Annotating your own games can help you to play better chess. By examining the choices you made during the game – and how they turned out – you can pinpoint the flaws in your thinking process so that you can work on them.
Chess master, author, and renowned teacher Dan Heisman shows you the whys and the hows of annotating your games. Using entertaining clashes from four decades of tournament play, Heisman traces his own development as a player and analyst, illustrating how his method works in practice. Adding recent games and new comments that shed light on his original annotations, in this revised and expanded edition of The Improving Annotator the author explores the benefits and pitfalls of letting computers do our thinking for us, and explains the best way to use them for analysis.
Dan Heisman is a full-time instructor since 1996. His column on chess improvement at Chess Cafe has won "Best Instruction" in North America six times.

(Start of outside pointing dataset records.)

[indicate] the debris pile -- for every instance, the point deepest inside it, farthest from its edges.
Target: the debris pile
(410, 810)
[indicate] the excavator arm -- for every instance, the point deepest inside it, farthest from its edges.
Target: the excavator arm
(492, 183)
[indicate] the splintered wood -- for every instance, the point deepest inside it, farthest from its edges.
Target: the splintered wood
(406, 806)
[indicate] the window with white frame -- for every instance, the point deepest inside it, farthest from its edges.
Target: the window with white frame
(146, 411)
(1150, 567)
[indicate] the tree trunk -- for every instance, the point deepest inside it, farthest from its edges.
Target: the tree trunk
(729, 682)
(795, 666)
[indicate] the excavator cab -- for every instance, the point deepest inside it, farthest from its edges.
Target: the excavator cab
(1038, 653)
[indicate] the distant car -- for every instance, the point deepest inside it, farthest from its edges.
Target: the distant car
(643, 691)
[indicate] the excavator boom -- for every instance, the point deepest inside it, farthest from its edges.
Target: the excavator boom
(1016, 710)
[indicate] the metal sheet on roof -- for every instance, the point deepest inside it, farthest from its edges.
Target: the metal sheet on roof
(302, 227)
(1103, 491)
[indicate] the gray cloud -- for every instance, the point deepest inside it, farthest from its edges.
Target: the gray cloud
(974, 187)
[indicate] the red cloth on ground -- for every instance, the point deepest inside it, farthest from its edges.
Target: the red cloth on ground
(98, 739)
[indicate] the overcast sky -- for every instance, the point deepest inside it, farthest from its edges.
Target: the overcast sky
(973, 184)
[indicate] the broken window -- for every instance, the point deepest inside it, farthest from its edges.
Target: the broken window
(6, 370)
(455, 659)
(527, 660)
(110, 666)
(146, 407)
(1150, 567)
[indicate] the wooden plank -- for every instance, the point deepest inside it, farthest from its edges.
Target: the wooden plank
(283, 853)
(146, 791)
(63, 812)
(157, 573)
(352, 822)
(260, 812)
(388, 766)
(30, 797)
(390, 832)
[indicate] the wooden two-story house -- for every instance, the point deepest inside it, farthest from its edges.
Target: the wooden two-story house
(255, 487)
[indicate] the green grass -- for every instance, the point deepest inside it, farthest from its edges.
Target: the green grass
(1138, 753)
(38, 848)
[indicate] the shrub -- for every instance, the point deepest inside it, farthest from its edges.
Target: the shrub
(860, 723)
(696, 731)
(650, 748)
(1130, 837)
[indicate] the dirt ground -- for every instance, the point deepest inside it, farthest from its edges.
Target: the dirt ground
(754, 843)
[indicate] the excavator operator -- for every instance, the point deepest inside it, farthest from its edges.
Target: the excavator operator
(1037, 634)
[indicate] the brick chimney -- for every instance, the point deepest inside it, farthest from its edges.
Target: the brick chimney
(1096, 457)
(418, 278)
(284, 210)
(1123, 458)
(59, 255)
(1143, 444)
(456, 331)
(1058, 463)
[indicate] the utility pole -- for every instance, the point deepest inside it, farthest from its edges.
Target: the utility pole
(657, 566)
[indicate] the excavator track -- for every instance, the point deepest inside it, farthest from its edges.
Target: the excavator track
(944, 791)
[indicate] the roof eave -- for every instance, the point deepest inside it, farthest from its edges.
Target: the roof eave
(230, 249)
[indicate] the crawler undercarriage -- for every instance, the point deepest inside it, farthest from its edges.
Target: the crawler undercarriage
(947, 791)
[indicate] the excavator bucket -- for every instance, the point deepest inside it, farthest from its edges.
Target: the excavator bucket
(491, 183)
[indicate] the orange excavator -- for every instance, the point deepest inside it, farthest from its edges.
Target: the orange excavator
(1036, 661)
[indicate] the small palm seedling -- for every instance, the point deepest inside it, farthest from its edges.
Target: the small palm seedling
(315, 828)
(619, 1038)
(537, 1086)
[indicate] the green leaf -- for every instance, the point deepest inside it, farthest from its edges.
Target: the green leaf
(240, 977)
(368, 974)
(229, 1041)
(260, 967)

Dan has made many instructional chess videos and is author of many chess books, like: The World's Most Instructive Amateur Game Book; The Improving Annotator (2nd ed.); Back to Basics Tactics; Elements of Positional Evaluation (4th ed.); The Traxler Counterattack; The Computer Analyzes the Fried Liver/Lolli; Looking for Trouble; Everyone's Second Chess Book; The Improving Chess Thinker; A Guide to Chess Improvement; A Parent's Guide to Chess.